GLP-1受容体作動薬には、1日1〜2回注射する薬剤と、週に1回注射する薬剤の2種類がります。

通常、成人には、エキセナチドとして、1回5μgを1日2回朝夕食前に皮下注 射する。投与開始から1ヵ月以上の経過観察後、患者の状態に応じて1回10 μg、1日2回投与に増量できる。
参考:バイエッタ皮下注5μgペン300

 

GLP-1受容体作動薬は、それぞれの薬剤専用の、シリンジ、ペン型注入器、オートインジェクターなどの注入器を使って、患者さん自身が投与します。

注入器によって使い方は違いますが、オートインジェクタータイプの注入器は、注射に慣れていない方でも簡単な操作で正しく使えるように工夫されています。

シリンジ

薬液を容器(バイアル)からシリンジに吸い上げて注射します。

 

 

ペン型注入器

ペンに似た形をした注入器です。

ペン型注入器の中には薬液が充填されていますが、針はその都度、使う前に取り付けが必要です。

投与する分量を調節をしてから使うペン型注入器と、1回分の薬液が充填されているペン型注入器があります。

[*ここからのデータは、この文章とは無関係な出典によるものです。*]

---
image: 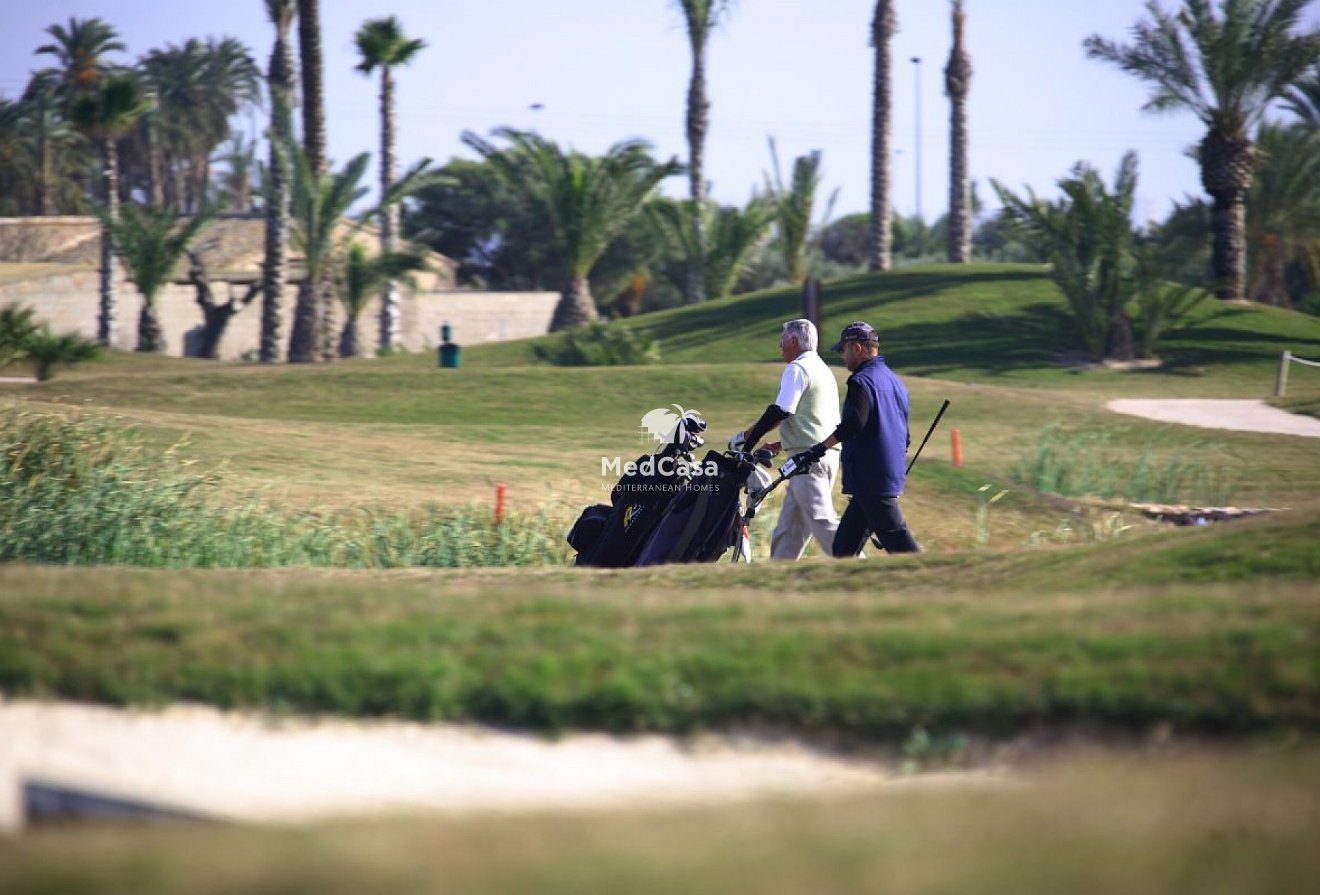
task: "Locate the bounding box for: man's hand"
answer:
[788,442,825,474]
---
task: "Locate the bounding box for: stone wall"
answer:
[0,265,558,360]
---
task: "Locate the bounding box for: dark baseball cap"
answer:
[830,321,880,351]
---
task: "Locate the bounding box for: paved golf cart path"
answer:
[0,698,994,830]
[1105,397,1320,438]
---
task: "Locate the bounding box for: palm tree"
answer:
[37,17,124,104]
[25,330,100,383]
[1246,123,1320,306]
[677,0,729,302]
[990,152,1137,360]
[70,75,148,346]
[463,128,681,331]
[649,194,775,300]
[298,0,329,177]
[218,133,257,215]
[339,243,426,358]
[259,0,296,363]
[1287,62,1320,128]
[140,37,261,210]
[867,0,899,271]
[356,16,426,351]
[0,305,41,368]
[111,205,211,351]
[944,0,972,264]
[288,147,370,363]
[766,139,838,284]
[1084,0,1320,298]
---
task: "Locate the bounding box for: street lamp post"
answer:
[912,55,924,223]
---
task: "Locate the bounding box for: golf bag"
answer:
[634,450,755,565]
[568,416,706,569]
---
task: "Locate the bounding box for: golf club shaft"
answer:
[906,399,949,473]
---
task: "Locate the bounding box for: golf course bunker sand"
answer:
[0,701,941,829]
[1106,397,1320,438]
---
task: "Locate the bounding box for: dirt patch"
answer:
[0,701,989,829]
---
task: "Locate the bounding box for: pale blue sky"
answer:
[0,0,1320,219]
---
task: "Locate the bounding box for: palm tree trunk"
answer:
[1210,191,1246,301]
[339,317,360,358]
[686,41,710,304]
[260,32,293,363]
[137,296,165,351]
[1200,128,1255,300]
[289,279,318,363]
[374,65,399,354]
[96,136,119,347]
[944,0,972,264]
[867,0,898,271]
[298,0,327,178]
[147,111,165,209]
[37,104,55,215]
[315,276,339,360]
[550,275,599,333]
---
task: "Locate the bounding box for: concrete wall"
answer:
[0,265,558,360]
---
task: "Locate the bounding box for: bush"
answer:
[535,322,660,367]
[0,305,100,381]
[1012,424,1243,506]
[0,411,566,569]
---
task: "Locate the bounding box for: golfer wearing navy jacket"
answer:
[793,321,921,557]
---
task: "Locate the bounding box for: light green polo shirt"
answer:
[775,351,840,454]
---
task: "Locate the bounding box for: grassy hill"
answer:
[465,264,1320,396]
[0,265,1320,892]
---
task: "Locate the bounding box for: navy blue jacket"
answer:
[834,358,909,498]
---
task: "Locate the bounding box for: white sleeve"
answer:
[775,363,808,413]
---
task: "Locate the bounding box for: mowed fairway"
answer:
[0,265,1320,892]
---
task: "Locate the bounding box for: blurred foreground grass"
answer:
[0,514,1320,742]
[0,746,1320,895]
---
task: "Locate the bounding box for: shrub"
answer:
[1012,424,1243,506]
[536,322,660,367]
[0,411,566,569]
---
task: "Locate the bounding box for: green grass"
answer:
[0,516,1320,742]
[0,409,568,568]
[463,264,1320,395]
[0,265,1320,738]
[0,750,1320,895]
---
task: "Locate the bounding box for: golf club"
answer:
[904,399,949,473]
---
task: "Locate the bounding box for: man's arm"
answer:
[744,404,792,450]
[825,379,871,450]
[730,363,807,450]
[793,379,871,465]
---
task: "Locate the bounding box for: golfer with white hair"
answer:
[729,319,840,560]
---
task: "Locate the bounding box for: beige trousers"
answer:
[770,450,838,560]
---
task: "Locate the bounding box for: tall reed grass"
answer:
[0,411,568,569]
[1012,424,1243,506]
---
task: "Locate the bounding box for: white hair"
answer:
[784,317,817,351]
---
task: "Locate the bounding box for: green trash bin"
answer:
[437,323,462,368]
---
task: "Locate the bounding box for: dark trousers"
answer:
[834,494,921,557]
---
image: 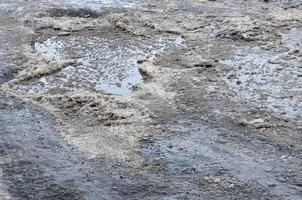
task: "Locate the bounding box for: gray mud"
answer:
[0,0,302,200]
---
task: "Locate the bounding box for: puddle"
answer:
[222,45,302,118]
[43,0,139,9]
[19,36,182,94]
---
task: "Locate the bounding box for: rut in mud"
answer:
[0,0,302,200]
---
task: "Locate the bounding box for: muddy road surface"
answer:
[0,0,302,200]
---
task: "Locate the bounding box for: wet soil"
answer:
[0,0,302,200]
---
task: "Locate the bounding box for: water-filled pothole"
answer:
[19,35,182,94]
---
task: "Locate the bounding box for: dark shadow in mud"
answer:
[0,94,83,199]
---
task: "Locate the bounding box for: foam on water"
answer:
[19,36,182,94]
[43,0,139,9]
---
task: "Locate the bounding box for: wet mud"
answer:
[0,0,302,200]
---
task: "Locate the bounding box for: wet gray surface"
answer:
[0,0,302,200]
[19,36,182,94]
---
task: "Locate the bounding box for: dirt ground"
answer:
[0,0,302,200]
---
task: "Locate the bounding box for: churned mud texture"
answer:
[0,0,302,200]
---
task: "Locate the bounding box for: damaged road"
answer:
[0,0,302,200]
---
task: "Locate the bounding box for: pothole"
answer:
[18,33,182,94]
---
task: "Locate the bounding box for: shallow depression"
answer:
[19,36,182,94]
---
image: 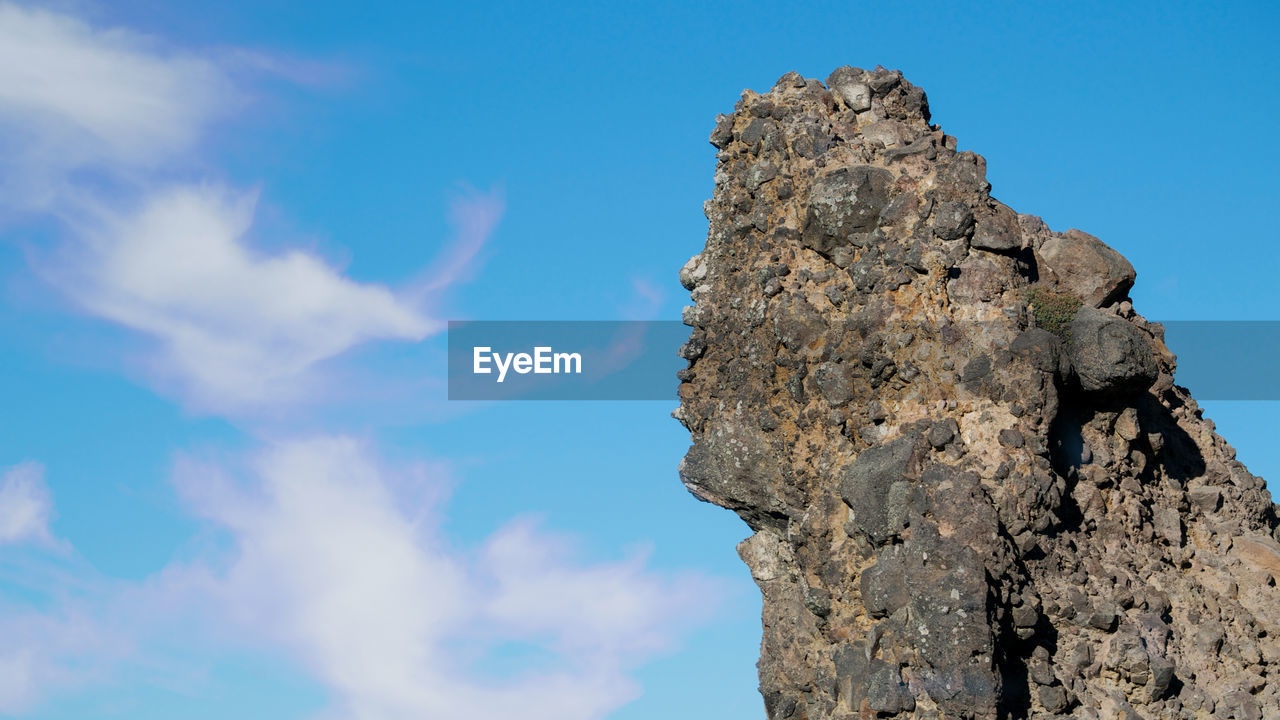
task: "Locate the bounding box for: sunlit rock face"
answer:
[676,68,1280,720]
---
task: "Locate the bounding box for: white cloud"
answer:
[0,462,54,544]
[0,3,503,414]
[163,437,709,720]
[49,186,448,411]
[0,3,238,209]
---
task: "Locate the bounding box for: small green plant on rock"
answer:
[1027,287,1083,342]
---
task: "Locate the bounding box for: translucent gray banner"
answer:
[448,320,1280,401]
[449,320,690,401]
[1161,320,1280,400]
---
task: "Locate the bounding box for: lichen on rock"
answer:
[676,68,1280,720]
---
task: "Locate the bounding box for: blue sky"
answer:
[0,0,1280,720]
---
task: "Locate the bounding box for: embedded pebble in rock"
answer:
[676,68,1280,720]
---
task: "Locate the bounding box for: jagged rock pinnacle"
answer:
[676,68,1280,720]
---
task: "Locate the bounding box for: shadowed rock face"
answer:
[676,68,1280,720]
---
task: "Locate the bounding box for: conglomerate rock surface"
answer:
[676,68,1280,720]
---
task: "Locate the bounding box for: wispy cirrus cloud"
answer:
[0,436,718,720]
[0,461,54,546]
[0,3,241,210]
[0,3,503,414]
[47,186,440,411]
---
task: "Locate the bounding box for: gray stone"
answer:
[933,201,973,240]
[1187,486,1222,512]
[1068,305,1157,393]
[969,205,1023,252]
[840,433,922,544]
[801,165,893,254]
[867,660,915,715]
[813,363,854,407]
[1038,229,1137,307]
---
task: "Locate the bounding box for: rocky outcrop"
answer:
[676,68,1280,720]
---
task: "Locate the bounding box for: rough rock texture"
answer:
[676,68,1280,720]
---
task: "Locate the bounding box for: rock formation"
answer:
[676,67,1280,720]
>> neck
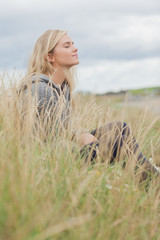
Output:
[51,68,66,85]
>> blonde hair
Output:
[27,30,76,92]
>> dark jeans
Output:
[80,121,160,184]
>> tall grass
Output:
[0,73,160,240]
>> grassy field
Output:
[0,74,160,240]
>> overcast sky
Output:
[0,0,160,93]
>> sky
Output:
[0,0,160,93]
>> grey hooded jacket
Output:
[21,74,71,137]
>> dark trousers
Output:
[81,121,145,163]
[80,121,160,183]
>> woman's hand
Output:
[77,132,97,146]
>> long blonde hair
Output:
[27,30,76,92]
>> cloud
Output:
[0,0,160,89]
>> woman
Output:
[19,30,159,184]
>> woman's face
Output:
[52,34,79,68]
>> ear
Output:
[45,53,55,63]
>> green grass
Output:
[0,74,160,240]
[128,87,160,95]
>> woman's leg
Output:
[81,121,159,181]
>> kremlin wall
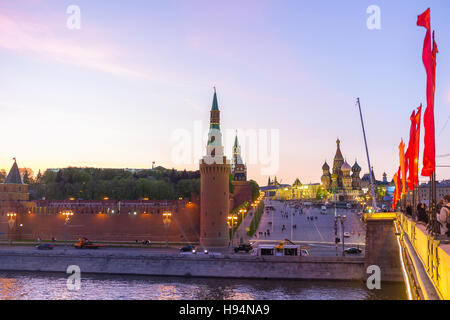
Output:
[0,90,252,247]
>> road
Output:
[246,200,366,255]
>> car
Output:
[300,249,309,256]
[344,248,362,254]
[234,244,253,253]
[73,238,104,249]
[36,243,53,250]
[180,246,197,254]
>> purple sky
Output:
[0,0,450,184]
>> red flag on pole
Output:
[398,139,406,197]
[392,173,399,211]
[411,104,422,186]
[392,167,402,210]
[405,110,416,190]
[417,8,438,176]
[406,104,422,191]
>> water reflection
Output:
[0,272,406,300]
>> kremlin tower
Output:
[200,88,231,247]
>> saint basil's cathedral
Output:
[321,139,363,201]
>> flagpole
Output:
[356,98,377,212]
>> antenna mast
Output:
[356,98,377,212]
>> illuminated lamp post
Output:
[6,212,17,245]
[163,211,172,248]
[338,214,347,256]
[227,215,237,248]
[61,210,73,246]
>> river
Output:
[0,271,406,300]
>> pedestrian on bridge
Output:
[438,194,450,237]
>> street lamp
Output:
[6,212,17,245]
[61,210,73,246]
[227,214,237,248]
[163,211,172,248]
[338,215,347,256]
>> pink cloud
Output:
[0,13,148,78]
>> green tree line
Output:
[29,167,200,200]
[27,167,259,200]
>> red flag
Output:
[410,104,422,186]
[392,167,401,211]
[398,139,406,197]
[406,104,422,191]
[405,110,417,190]
[392,173,398,211]
[417,8,438,176]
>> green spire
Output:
[211,87,219,111]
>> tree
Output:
[316,186,328,200]
[228,173,234,193]
[248,180,260,201]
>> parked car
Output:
[74,238,104,249]
[344,248,362,254]
[36,243,53,250]
[180,246,197,254]
[300,249,309,256]
[234,244,253,253]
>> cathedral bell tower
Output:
[200,88,231,247]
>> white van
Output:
[257,244,309,256]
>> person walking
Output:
[438,194,450,237]
[417,203,428,223]
[406,202,412,217]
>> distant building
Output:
[406,180,450,205]
[0,159,30,215]
[321,139,363,201]
[231,134,247,181]
[260,177,321,200]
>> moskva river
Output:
[0,271,406,300]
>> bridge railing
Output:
[398,213,450,300]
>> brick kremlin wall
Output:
[0,200,200,242]
[230,181,252,208]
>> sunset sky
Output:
[0,0,450,184]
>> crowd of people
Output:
[405,195,450,237]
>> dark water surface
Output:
[0,271,406,300]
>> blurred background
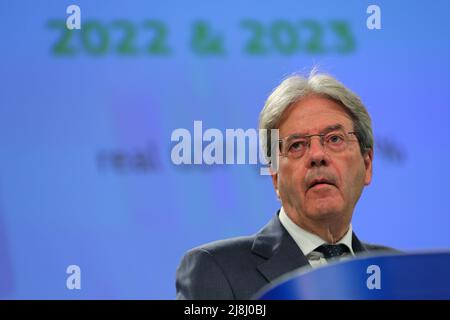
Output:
[0,0,450,299]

本剤はペン型注射剤であり、カートリッジは2つのチャンバーからなる。2つの
チャンバーに、エキセナチドマイクロスフェア及び専用懸濁用液をそれぞれ 含有する。

参考:ビデュリオン皮下注用2mgペン

 

オートジェンイクター

注入器のボタンを押すだけで、あらかじめ充填されている1回分の薬液が自動的に注入されるものです。

針の取り付けが不要で、1回使い切りです。

トルリシティは、1回使い切りのオートインジェクター型注入器によって提供される。注射針はあらかじめ注入器に取り付けられており、注入ボタンを押すことで自動的に注射針が皮下にささり、あらかじめ1回量が充填されている薬液が注入される。注射が完了したら注射針が注入器の中に自動的に戻る。

参考:週1回投与のGLP-1受容体作動薬「トルリシティ」 オートインジェクター型注入器で提供

GLP-1受容体作動薬は2型糖尿病向き

ちなみに、GLP-1受容体作動薬による糖尿病治療の対象となるのは、2型糖尿病の患者さんとのことです。

インスリン療法はインスリンを体の外から補う治療ですが、GLP-1受容体作動薬は自分のすい臓からインスリンを分泌させる治療なので、すい臓からのインスリン分泌が不足している1型糖尿病の患者さんには向いていないとのこと。

なお、2型糖尿病の場合は、血糖を下げる薬を初めて使う糖尿病の初期段階の方から、複数の飲み薬で治療してもHbA1cが目標に届かない方まで、幅広い患者さんに使われているそうです。

2型の糖尿病の方は生活習慣病で糖尿病になった方ですね。